Major Quashigah noted that so far the real purpose of family planning had not been identified.
He observed that if it was to check population explosion then it was not working and if it was for poverty reduction then it had failed. "I am not too sure because poverty we all know is rising to alarming heights."
Using his family and himself as an example, Major Quashigah narrated that his great grandfather was a stark illiterate and lived for 112 years giving birth to 36 children with six wives.
His grandfather was literate, died at the age of 82 and had 12 children while his mother, an illiterate, and married two men consecutively, was still alive and had nine children.
"I am literate married to a literate woman yet...have seven children and don't forget these are official figures only."
Based on this analysis, the Minister observed that population rate was still rising, poverty was still prevalent while the targets, even those in the present generation, were still giving birth to more children.
The Minister said there was the need for stakeholders to do their homework well in order to ensure that family planning campaigns achieved the desired results.
"If we want to reposition family planning, we must embark on maximum collective analysis and reflection on the nature of issues at stake, coming out with identified solutions, which will form the basis for country-specific follow-up strategies with concrete actions which will be followed through with stakeholders from all sectors."
Emphasising on the unmet needs of the family, which had given rise to increased unwanted pregnancies, maternal and child mortality, Ms Mary Calyn Yates, US Ambassador in Ghana, noted that family planning was directly linked to poor health and negative development consequences.
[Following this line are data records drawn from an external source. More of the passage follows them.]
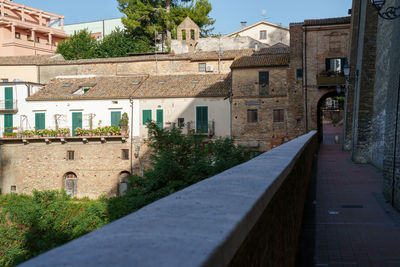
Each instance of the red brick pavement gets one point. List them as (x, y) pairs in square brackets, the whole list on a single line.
[(347, 222)]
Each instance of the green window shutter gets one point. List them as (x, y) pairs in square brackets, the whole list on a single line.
[(8, 123), (146, 116), (40, 121), (115, 118), (8, 97), (160, 118), (201, 119), (76, 121)]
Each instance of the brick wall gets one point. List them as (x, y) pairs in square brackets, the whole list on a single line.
[(42, 166), (265, 134)]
She said the conference's goal was to demonstrate to policy and decision makers in all sectors how the unmet family planning needs were directly linked to these areas.
The Ambassador said if women and men in Ghana were unable to reduce unintended births and the country continued to grow at its present rate, population would top 32 million within the next 15 years.
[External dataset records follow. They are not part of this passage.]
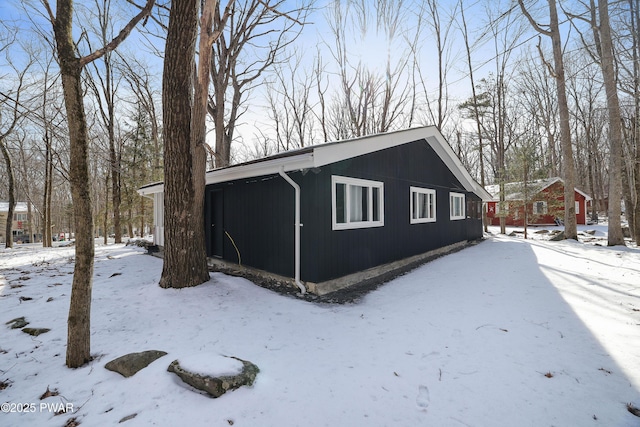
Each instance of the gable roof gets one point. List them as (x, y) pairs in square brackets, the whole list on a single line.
[(320, 155), (514, 190)]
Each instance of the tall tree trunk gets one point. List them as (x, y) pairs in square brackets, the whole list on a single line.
[(79, 332), (12, 195), (184, 257), (570, 227), (614, 231)]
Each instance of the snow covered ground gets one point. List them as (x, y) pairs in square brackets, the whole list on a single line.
[(508, 332)]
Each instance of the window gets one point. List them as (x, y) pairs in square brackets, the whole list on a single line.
[(539, 208), (502, 208), (456, 206), (423, 205), (357, 203), (474, 209)]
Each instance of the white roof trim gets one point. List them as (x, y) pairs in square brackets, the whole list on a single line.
[(324, 154)]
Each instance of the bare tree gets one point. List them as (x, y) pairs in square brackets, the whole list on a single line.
[(10, 116), (614, 231), (103, 83), (184, 113), (552, 30), (71, 67), (258, 32)]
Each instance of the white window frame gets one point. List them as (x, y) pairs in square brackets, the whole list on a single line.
[(502, 208), (461, 213), (430, 194), (368, 186), (535, 209)]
"The most vulnerable segment of the population that will need reproductive health and child services will number 12 million."
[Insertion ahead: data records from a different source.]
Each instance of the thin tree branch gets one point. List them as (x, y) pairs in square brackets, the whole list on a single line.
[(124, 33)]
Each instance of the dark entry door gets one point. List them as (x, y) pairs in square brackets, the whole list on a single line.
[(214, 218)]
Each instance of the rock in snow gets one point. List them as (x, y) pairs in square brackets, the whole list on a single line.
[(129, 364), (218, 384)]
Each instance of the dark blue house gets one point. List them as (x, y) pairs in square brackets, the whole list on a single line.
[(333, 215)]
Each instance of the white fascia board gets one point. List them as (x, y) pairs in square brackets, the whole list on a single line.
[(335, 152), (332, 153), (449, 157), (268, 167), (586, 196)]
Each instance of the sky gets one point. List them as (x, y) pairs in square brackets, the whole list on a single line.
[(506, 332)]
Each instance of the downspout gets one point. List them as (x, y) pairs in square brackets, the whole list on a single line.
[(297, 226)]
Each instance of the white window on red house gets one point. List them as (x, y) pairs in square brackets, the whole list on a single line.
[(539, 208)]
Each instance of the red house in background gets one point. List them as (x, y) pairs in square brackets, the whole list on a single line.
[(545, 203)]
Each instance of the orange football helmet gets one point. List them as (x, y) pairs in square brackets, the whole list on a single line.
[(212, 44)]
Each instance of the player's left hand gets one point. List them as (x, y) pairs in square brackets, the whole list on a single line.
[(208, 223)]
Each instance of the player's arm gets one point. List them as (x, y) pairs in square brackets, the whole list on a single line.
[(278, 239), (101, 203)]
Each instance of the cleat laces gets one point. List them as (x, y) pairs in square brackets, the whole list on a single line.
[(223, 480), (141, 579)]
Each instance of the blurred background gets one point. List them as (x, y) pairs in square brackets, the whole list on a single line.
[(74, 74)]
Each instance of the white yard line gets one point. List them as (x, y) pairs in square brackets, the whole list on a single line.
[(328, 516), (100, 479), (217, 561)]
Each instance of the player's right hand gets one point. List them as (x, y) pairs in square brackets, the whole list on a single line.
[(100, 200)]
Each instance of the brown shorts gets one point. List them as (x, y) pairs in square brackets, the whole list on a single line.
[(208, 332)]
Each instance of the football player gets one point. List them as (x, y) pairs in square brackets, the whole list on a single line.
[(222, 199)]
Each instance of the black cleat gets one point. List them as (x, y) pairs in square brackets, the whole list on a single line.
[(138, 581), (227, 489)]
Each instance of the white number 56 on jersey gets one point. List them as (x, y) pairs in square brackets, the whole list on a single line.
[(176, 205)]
Ms Yates said even though she had used Ghana as an example, the message was applicable to most of the countries represented. Professor Agyeman Badu Akosa, Director-General of the Ghana Health Service, said stakeholders hoped to use the comparative advantages of partner organisations to strengthen planning and coordination for strategic allocation of resources through the activities of the West African Health Organisation.
Professor Fred Sai, Government's Adviser on Reproductive Health, HIV/AIDS and Family Planning, reiterated the concerns made by the speakers at the conference and said the onus lay not only with individual countries but also with donor countries, the United Nations, non-governmental organisations and the youth as individuals to ensure the effectiveness of any family planning programme.